Agriculture : les enjeux de la réforme annoncée de la PAC
Raphaël Melka

La Commission européenne envisage de réformer la politique agricole commune (PAC).
Le collectif Foissy Vézelay Environnement
Raphaël Melka

La Commission européenne envisage de réformer la politique agricole commune (PAC).
Le collectif Foissy Vézelay Environnement
Mercredi 16 juillet, la Commission européenne doit dévoiler sa proposition pour le prochain cadre financier pluriannuel (CFP) 2028-2034. Elle envisage d'inclure la politique agricole commune (PAC) dans une enveloppe partagée avec d'autres politiques européennes, comme la défense ou le numérique. Les financements de l'UE seraient ainsi regroupés au sein d'un fond unique : la PAC cesserait d'être indépendante des autres crédits.
Cette fusion budgétaire marquerait une rupture avec l'architecture du budget de l'Europe, dans laquelle la PAC est un instrument spécifique, structuré autour de deux piliers : les aides directes aux agriculteurs sous forme de subventions et les fonds pour le développement rural.
Entre 2021 et 2027, la PAC est dotée de 386 milliards d'euros, soit près d'un tiers du budget européen, dont 270 milliards destinés aux aides directes. La France, premier bénéficiaire européen, doit percevoir sur cette période de sept ans 88 milliards d'euros. Le pays ne soutient pas ce projet qui pourrait fragiliser son secteur agricole. Une enveloppe commune placerait la PAC en concurrence directe avec d'autres priorités européennes : les agriculteurs craignent de voir la PAC diluée dans les autres financements européens, et de ne plus avoir la garantie de recevoir des subventions fixes. La ministre de l'agriculture, Annie Genevard, a fait part à Bruxelles de son « haut niveau de préoccupation. Ce que nous craignons évidemment beaucoup, c'est une dilution du budget de la PAC qui lui ferait perdre son caractère spécifique », a-t-elle insisté.

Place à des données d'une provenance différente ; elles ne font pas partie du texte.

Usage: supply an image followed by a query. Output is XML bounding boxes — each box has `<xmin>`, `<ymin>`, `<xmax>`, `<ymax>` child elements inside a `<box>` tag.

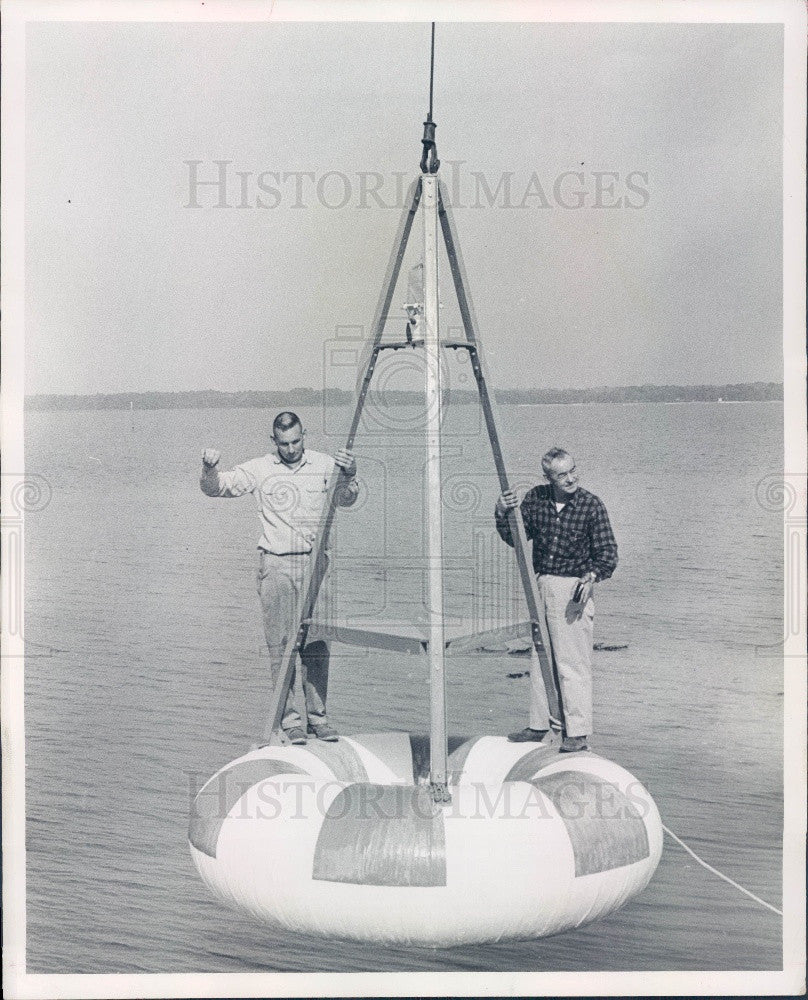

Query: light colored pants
<box><xmin>256</xmin><ymin>549</ymin><xmax>329</xmax><ymax>729</ymax></box>
<box><xmin>530</xmin><ymin>574</ymin><xmax>595</xmax><ymax>736</ymax></box>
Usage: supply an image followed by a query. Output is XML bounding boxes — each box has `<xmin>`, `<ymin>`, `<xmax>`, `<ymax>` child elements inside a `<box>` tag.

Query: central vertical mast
<box><xmin>421</xmin><ymin>173</ymin><xmax>448</xmax><ymax>800</ymax></box>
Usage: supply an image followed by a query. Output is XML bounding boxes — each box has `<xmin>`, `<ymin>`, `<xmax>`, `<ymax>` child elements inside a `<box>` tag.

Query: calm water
<box><xmin>25</xmin><ymin>403</ymin><xmax>783</xmax><ymax>973</ymax></box>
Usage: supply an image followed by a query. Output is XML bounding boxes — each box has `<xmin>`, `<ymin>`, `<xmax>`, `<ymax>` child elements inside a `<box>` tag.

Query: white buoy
<box><xmin>189</xmin><ymin>733</ymin><xmax>663</xmax><ymax>947</ymax></box>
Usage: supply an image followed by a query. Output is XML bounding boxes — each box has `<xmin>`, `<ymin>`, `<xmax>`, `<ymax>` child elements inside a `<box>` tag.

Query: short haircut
<box><xmin>541</xmin><ymin>448</ymin><xmax>572</xmax><ymax>476</ymax></box>
<box><xmin>272</xmin><ymin>410</ymin><xmax>303</xmax><ymax>436</ymax></box>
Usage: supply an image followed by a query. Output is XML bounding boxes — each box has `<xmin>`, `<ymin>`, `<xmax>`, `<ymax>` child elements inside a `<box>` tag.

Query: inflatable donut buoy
<box><xmin>188</xmin><ymin>733</ymin><xmax>662</xmax><ymax>946</ymax></box>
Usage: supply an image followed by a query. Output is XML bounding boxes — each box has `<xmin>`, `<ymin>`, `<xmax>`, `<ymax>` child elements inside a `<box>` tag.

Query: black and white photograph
<box><xmin>0</xmin><ymin>0</ymin><xmax>808</xmax><ymax>1000</ymax></box>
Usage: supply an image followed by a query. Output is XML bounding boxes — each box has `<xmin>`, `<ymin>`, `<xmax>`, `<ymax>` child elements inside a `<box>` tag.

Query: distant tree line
<box><xmin>25</xmin><ymin>382</ymin><xmax>783</xmax><ymax>410</ymax></box>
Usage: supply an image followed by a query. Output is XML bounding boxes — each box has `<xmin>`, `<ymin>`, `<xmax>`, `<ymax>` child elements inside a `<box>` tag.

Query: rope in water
<box><xmin>662</xmin><ymin>823</ymin><xmax>783</xmax><ymax>917</ymax></box>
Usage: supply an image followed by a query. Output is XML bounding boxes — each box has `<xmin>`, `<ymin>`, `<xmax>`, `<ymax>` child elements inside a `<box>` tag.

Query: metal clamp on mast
<box><xmin>421</xmin><ymin>21</ymin><xmax>440</xmax><ymax>174</ymax></box>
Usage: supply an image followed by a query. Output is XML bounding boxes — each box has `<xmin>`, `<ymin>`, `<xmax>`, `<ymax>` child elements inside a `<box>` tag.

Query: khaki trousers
<box><xmin>529</xmin><ymin>574</ymin><xmax>595</xmax><ymax>736</ymax></box>
<box><xmin>256</xmin><ymin>549</ymin><xmax>329</xmax><ymax>729</ymax></box>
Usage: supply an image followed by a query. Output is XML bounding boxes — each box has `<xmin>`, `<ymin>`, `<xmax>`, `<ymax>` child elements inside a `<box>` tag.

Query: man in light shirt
<box><xmin>199</xmin><ymin>410</ymin><xmax>359</xmax><ymax>744</ymax></box>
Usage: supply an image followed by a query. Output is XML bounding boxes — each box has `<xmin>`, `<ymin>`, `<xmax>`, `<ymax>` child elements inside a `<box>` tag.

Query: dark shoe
<box><xmin>508</xmin><ymin>726</ymin><xmax>548</xmax><ymax>743</ymax></box>
<box><xmin>558</xmin><ymin>736</ymin><xmax>589</xmax><ymax>753</ymax></box>
<box><xmin>309</xmin><ymin>722</ymin><xmax>339</xmax><ymax>743</ymax></box>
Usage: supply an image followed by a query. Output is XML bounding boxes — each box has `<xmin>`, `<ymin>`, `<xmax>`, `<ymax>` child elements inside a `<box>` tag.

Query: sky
<box><xmin>25</xmin><ymin>22</ymin><xmax>783</xmax><ymax>394</ymax></box>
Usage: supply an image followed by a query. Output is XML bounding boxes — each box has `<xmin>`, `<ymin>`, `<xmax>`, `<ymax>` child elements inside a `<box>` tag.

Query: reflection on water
<box><xmin>25</xmin><ymin>403</ymin><xmax>783</xmax><ymax>972</ymax></box>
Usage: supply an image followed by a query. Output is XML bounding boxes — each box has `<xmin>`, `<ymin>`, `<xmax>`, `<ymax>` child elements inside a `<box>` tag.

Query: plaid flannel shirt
<box><xmin>495</xmin><ymin>485</ymin><xmax>617</xmax><ymax>580</ymax></box>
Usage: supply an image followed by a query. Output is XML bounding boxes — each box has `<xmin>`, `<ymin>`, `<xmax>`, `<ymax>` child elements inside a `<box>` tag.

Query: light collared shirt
<box><xmin>200</xmin><ymin>449</ymin><xmax>358</xmax><ymax>556</ymax></box>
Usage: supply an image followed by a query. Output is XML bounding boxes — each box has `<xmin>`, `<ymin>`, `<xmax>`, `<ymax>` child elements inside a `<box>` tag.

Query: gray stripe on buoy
<box><xmin>306</xmin><ymin>737</ymin><xmax>368</xmax><ymax>781</ymax></box>
<box><xmin>188</xmin><ymin>757</ymin><xmax>308</xmax><ymax>858</ymax></box>
<box><xmin>532</xmin><ymin>771</ymin><xmax>651</xmax><ymax>878</ymax></box>
<box><xmin>312</xmin><ymin>783</ymin><xmax>446</xmax><ymax>886</ymax></box>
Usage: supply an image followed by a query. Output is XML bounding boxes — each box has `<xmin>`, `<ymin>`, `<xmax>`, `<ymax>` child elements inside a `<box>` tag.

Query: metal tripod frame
<box><xmin>263</xmin><ymin>170</ymin><xmax>563</xmax><ymax>789</ymax></box>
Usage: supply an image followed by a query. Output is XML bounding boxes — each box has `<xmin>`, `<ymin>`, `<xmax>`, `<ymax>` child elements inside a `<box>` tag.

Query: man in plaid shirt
<box><xmin>495</xmin><ymin>448</ymin><xmax>617</xmax><ymax>753</ymax></box>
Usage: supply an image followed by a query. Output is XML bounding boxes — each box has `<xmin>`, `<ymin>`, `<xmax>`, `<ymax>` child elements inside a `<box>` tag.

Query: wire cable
<box><xmin>662</xmin><ymin>823</ymin><xmax>783</xmax><ymax>917</ymax></box>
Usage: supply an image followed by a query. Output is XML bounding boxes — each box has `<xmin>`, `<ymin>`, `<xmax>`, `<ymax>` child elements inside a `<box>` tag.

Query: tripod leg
<box><xmin>438</xmin><ymin>184</ymin><xmax>563</xmax><ymax>725</ymax></box>
<box><xmin>263</xmin><ymin>177</ymin><xmax>421</xmax><ymax>744</ymax></box>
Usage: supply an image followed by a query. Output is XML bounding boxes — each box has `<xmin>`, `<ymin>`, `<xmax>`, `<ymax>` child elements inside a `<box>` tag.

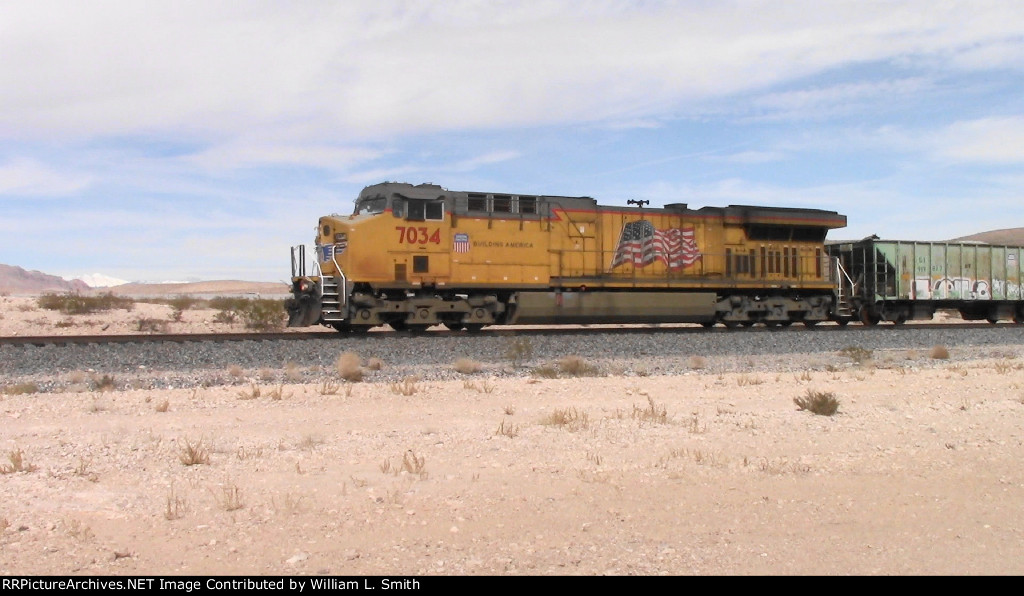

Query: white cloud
<box><xmin>931</xmin><ymin>116</ymin><xmax>1024</xmax><ymax>164</ymax></box>
<box><xmin>183</xmin><ymin>140</ymin><xmax>383</xmax><ymax>170</ymax></box>
<box><xmin>0</xmin><ymin>0</ymin><xmax>1024</xmax><ymax>145</ymax></box>
<box><xmin>0</xmin><ymin>159</ymin><xmax>93</xmax><ymax>197</ymax></box>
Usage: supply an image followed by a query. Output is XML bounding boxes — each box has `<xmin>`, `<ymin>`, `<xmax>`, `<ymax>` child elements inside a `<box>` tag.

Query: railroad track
<box><xmin>0</xmin><ymin>323</ymin><xmax>1007</xmax><ymax>347</ymax></box>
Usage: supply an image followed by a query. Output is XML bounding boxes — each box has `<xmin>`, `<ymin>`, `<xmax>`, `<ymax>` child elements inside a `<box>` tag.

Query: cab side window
<box><xmin>406</xmin><ymin>199</ymin><xmax>444</xmax><ymax>221</ymax></box>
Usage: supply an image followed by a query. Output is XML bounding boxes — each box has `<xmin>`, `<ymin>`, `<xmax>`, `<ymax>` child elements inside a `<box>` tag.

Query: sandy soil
<box><xmin>0</xmin><ymin>297</ymin><xmax>1024</xmax><ymax>576</ymax></box>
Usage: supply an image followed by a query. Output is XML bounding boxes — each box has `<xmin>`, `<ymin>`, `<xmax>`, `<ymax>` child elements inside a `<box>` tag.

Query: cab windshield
<box><xmin>355</xmin><ymin>197</ymin><xmax>387</xmax><ymax>215</ymax></box>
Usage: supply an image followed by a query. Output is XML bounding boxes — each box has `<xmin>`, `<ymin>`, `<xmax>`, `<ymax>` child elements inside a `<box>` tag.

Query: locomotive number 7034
<box><xmin>394</xmin><ymin>225</ymin><xmax>441</xmax><ymax>244</ymax></box>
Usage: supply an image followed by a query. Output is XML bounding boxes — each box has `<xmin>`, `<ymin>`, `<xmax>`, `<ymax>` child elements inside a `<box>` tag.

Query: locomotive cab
<box><xmin>286</xmin><ymin>182</ymin><xmax>451</xmax><ymax>328</ymax></box>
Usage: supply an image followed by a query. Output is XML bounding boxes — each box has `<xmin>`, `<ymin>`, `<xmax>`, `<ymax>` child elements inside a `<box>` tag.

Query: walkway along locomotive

La Commission européenne justifie cette réforme par la volonté de rendre le budget européen « moins rigide » et plus adaptable aux priorités du moment. C'est ce qu'a déclaré Ursula von der Leyen le 20 mai, lors de la conférence annuelle sur le budget de l'UE. Derrière ce débat technique se cache une question plus politique : l'agriculture reste-t-elle une priorité pour l'Europe ? Les agriculteurs envisagent de manifester jeudi en face du siège de la Commission européenne pour faire entendre leur voix.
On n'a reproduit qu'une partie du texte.